However, I still live with databases big enough to still need cubes, although
these cubes can afford to be less refined these days. Saying 'bigtable can do
a regex on 30M rows per second' isn't saying it can't be done cheaper and
quicker without paying google etc, if you just have some cubes.

And I think its going to track the normal sine wave: over time, data sets get
bigger, and we keep oscillating between needing to cube and being able to have
the reporting tool 'cube on the fly' behind the scenes.

I think there's a general move not mentioned in the article as data-lakes
become faster, and then data outstrips them, and so on too.

The strength will be tooling that transparently cubes-on-demand. I wish there
were efficient statistics and CDC that tracked metadata so tools can say 'this
mysql table has been written to since I last snapshotted something', and, even
better, 'this materialized view that I have in this database is now out of
date because of writes that affect the expression it is used from on that
other database over there' etc. Basic classic data-sources can do a lot of new
things to make downstream tools able to cache better.

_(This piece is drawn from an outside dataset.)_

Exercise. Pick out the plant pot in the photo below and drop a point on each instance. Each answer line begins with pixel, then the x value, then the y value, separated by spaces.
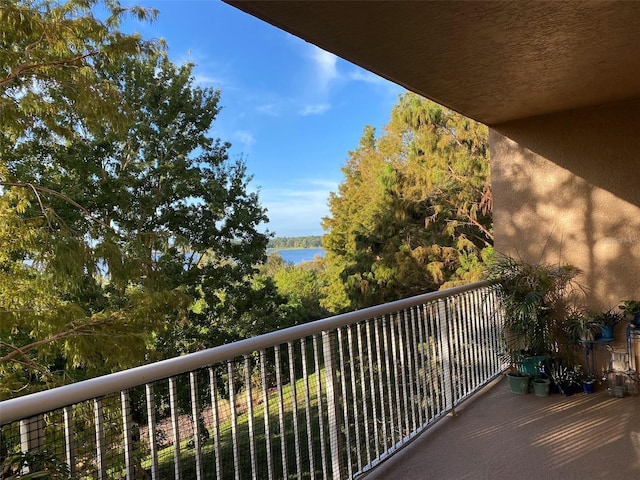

I have a slight problem with the terminology in the middle of the article, as
I'm so far down the rabbit-hole that I think of cubes _as_ databases; I suffer
cognitive dissonance when I read about shifts from cubes to databases etc. To
me, a cube is just a fancy term for a table/view for a particular use-case.

One tool that I'm terribly excited about these days is presto.
[https://prestosql.io/](https://prestosql.io/) allows you to take a
constellation of different normal databases and query them as though they were
one big database. And you can just keep on adding data-sources. Awesome!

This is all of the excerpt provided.